A hostile bid in fertile territory, or fertile minds getting carried away? Industrially, BHP Billiton’s $39bn offer for Canada’s PotashCorp makes some sense. Demand for potash – used to improve crop yields – is robust and PotashCorp is the largest producer, with more than a fifth of global mineral fertiliser capacity. The key word is “producer”. BHP has ample potash exploration acreage of its own in the Saskatchewan basin but getting its Jansen project to the production stage could take five years and, Morgan Stanley estimates, capital expenditure totalling $10bn-$12bn. Buying PotashCorp would bring forward BHP’s potash cash flows, and give it 30 per cent of the market. Nor would the acquisition be a stretch financially: the $45bn of debt lined up by BHP would lift the ratio of net debt to earnings before interest, tax, depreciation and amortisation to just 1.2 times.

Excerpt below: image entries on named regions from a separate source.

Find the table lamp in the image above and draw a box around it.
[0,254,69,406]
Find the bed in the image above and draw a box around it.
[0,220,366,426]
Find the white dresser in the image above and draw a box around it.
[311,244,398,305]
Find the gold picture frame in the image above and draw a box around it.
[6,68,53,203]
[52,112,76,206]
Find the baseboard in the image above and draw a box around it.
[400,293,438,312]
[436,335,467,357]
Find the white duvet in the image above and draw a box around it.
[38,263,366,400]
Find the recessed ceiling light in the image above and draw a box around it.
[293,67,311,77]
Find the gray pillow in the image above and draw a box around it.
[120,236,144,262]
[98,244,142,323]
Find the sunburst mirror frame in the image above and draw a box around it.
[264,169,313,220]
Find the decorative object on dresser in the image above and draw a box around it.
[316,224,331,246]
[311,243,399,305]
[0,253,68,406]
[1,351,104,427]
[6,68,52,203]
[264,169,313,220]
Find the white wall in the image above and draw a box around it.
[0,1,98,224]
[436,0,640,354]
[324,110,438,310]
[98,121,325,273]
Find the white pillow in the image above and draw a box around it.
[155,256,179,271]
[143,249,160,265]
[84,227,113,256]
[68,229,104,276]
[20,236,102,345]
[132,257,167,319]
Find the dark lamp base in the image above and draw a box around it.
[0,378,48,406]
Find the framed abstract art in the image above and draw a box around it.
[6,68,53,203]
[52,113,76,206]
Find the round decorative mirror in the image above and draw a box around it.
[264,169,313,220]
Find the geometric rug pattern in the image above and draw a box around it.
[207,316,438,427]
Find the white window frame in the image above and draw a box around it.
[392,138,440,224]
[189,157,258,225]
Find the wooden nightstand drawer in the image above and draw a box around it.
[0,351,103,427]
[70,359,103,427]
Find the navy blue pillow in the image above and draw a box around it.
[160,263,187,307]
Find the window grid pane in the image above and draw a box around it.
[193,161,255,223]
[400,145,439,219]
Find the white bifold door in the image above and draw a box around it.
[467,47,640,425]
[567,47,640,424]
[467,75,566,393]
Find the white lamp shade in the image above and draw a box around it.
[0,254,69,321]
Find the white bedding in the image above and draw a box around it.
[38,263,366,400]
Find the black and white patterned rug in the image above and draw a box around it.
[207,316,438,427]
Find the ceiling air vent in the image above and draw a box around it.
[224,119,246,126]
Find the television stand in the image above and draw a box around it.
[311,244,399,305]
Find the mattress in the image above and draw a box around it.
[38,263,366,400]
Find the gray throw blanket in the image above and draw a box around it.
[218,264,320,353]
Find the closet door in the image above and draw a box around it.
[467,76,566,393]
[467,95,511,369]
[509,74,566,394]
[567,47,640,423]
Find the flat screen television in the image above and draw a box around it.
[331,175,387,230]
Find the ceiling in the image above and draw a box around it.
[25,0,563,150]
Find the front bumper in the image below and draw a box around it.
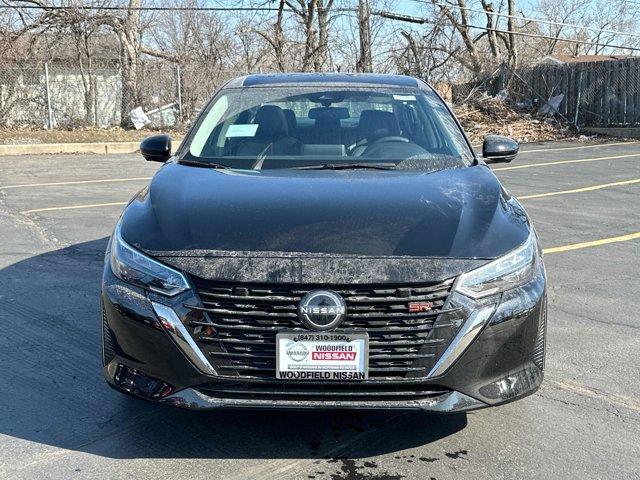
[102,258,546,412]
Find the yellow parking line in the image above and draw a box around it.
[520,142,640,153]
[518,178,640,200]
[543,232,640,255]
[20,202,127,215]
[0,177,151,190]
[493,153,640,172]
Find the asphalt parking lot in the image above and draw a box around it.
[0,142,640,480]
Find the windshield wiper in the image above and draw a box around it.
[178,159,231,170]
[291,162,396,170]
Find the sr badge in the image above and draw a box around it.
[298,290,347,330]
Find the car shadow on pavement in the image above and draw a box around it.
[0,238,467,459]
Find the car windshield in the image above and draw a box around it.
[180,85,473,171]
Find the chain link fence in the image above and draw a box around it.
[0,61,247,129]
[5,58,640,129]
[452,57,640,128]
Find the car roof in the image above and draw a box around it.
[225,73,425,88]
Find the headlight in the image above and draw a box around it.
[110,222,189,297]
[456,228,540,299]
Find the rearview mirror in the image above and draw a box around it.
[482,135,520,163]
[140,135,171,162]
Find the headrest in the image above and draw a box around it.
[309,107,349,120]
[282,108,298,135]
[253,105,289,140]
[357,110,400,140]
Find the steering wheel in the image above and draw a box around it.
[369,135,411,146]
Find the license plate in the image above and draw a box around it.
[276,332,369,380]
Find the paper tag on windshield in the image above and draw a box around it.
[226,123,258,138]
[393,95,416,102]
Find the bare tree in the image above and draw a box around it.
[356,0,373,72]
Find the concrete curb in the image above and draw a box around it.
[585,127,640,139]
[0,138,182,156]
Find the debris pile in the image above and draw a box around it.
[453,92,575,145]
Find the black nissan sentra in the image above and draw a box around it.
[102,74,546,412]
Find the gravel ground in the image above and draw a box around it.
[0,142,640,480]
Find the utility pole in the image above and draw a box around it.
[356,0,373,72]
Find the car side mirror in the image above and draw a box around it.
[482,135,520,163]
[140,135,171,162]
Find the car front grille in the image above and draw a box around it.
[182,278,462,381]
[533,299,547,370]
[197,381,451,402]
[101,305,116,366]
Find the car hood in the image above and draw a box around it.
[122,163,529,282]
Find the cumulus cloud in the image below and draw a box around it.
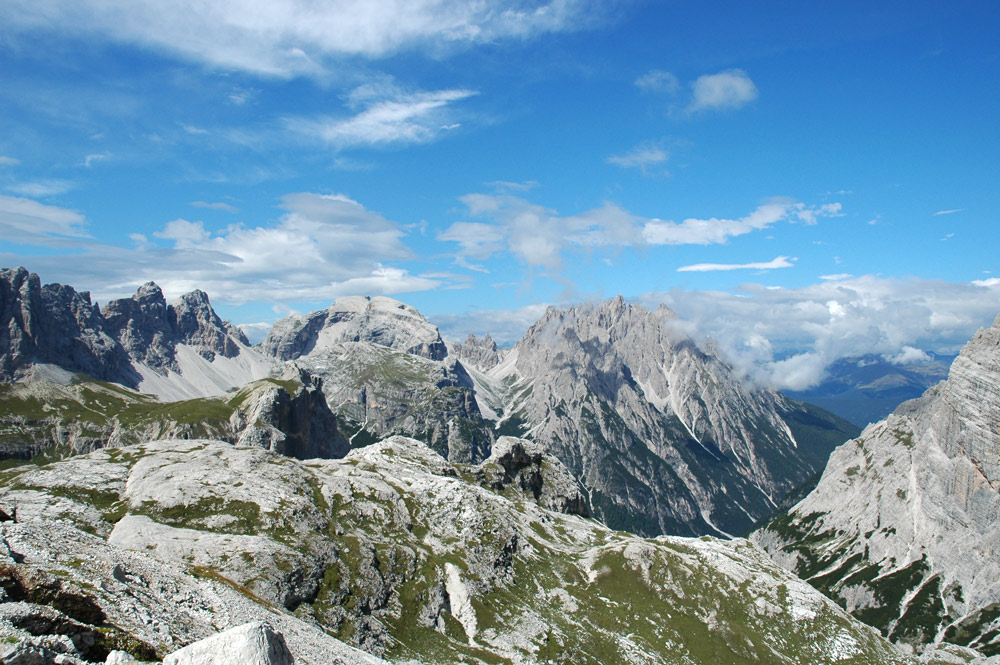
[643,201,840,245]
[0,194,90,246]
[688,69,759,112]
[677,256,796,272]
[4,0,601,76]
[438,194,839,270]
[0,192,446,304]
[189,201,239,214]
[640,275,1000,390]
[607,143,670,173]
[285,90,477,149]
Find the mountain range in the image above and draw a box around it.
[0,269,1000,665]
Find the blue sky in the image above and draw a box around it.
[0,0,1000,387]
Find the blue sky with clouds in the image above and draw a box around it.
[0,0,1000,387]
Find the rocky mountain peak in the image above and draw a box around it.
[0,267,129,380]
[103,282,249,372]
[754,310,1000,655]
[448,333,500,372]
[262,296,448,360]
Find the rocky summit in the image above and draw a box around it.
[0,437,920,665]
[753,317,1000,655]
[474,297,857,535]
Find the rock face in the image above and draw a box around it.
[261,297,494,462]
[261,296,448,360]
[481,297,857,535]
[0,369,350,459]
[0,437,915,665]
[0,268,278,400]
[163,621,295,665]
[448,333,501,372]
[103,282,250,372]
[753,317,1000,655]
[0,268,138,384]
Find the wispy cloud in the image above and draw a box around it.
[688,69,759,112]
[635,69,681,95]
[607,142,670,173]
[4,0,602,76]
[0,194,90,246]
[4,178,76,198]
[189,201,240,213]
[640,275,1000,390]
[677,256,798,272]
[286,89,477,149]
[83,152,111,169]
[0,192,448,304]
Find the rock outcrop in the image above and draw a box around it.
[448,333,502,372]
[0,268,138,385]
[163,621,295,665]
[0,437,915,665]
[261,296,448,360]
[753,317,1000,655]
[261,297,494,462]
[477,297,857,535]
[103,282,250,372]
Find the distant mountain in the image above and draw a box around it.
[752,317,1000,655]
[469,297,857,535]
[0,268,280,400]
[0,269,857,536]
[260,297,495,462]
[783,355,954,427]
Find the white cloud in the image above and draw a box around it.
[0,192,447,303]
[607,143,670,173]
[4,0,602,76]
[640,275,1000,389]
[427,303,548,346]
[642,201,840,245]
[4,178,75,198]
[438,194,839,270]
[189,201,239,213]
[635,69,681,95]
[286,90,477,149]
[83,152,111,169]
[677,256,796,272]
[688,69,758,112]
[0,194,90,245]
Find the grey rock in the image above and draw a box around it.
[753,317,1000,654]
[477,296,856,535]
[448,333,501,372]
[103,282,249,372]
[261,296,448,360]
[0,268,138,378]
[163,621,295,665]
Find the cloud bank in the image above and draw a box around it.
[4,0,601,77]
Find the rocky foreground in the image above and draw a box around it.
[0,437,936,665]
[753,317,1000,655]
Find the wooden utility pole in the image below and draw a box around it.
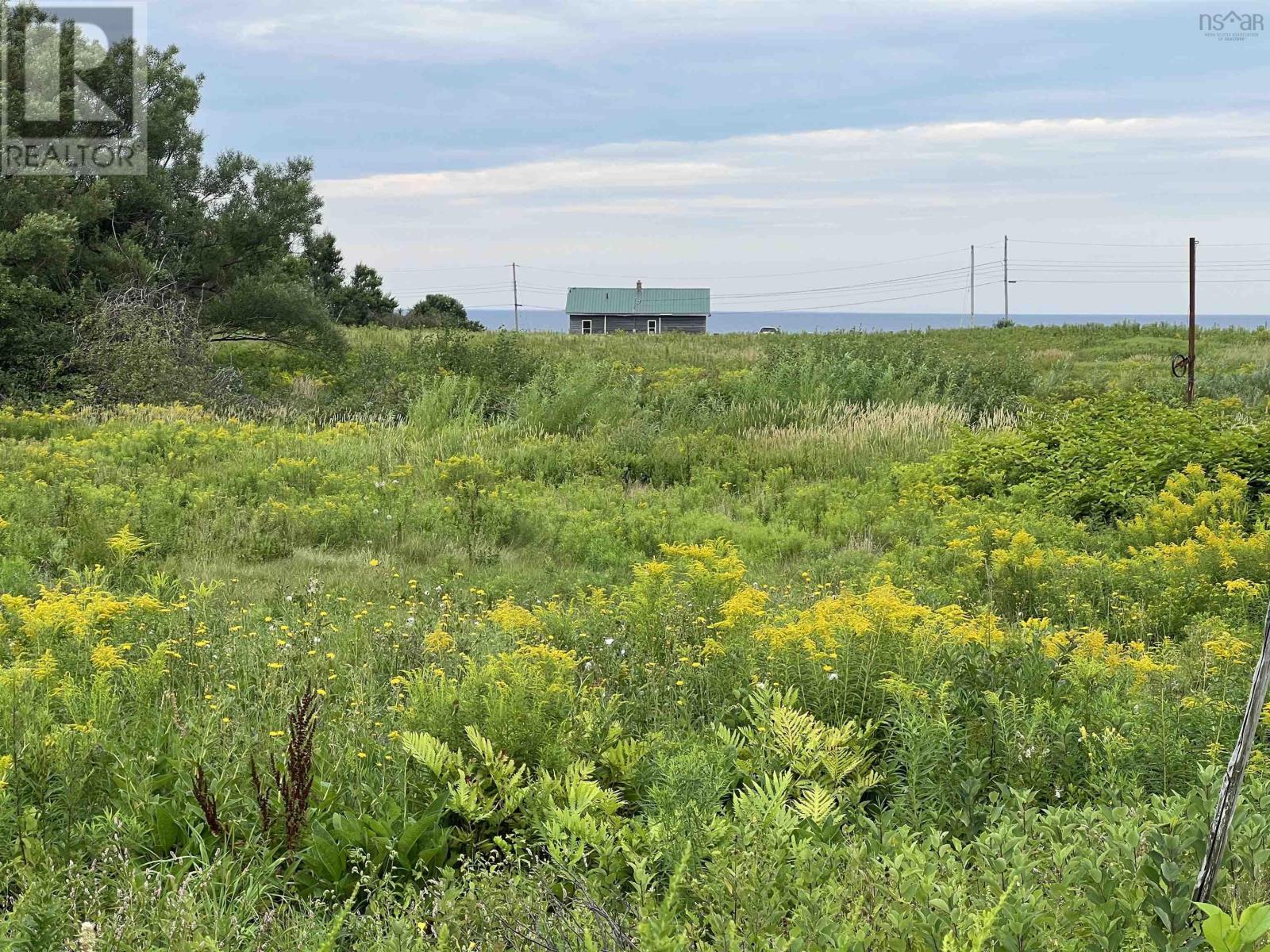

Yet it is hard to escape the impression that BHP is overpaying. For one, its opening $130 a share offer represents a substantial 32 per cent upfront premium to Potash shares’ 30-day average and is 46 per cent above their year low of $89 last month. The potash bull story peddled by Bill Doyle, the Canadian miner’s chief executive, was already reflected in its pre-offer share price. Further, BHP’s planned merger with Rio Tinto promised clear synergies – its potash foray offers few.
Still, Mr Doyle scents a higher price. But with bidding starting so high, an auction seems unlikely. A Chinese bidder may yet emerge. Rio however, fresh from selling its potash business to Vale, is unlikely to rustle up $40bn with memories of its Alcan debt pile still fresh. Vale at least has the financial firepower for a deal.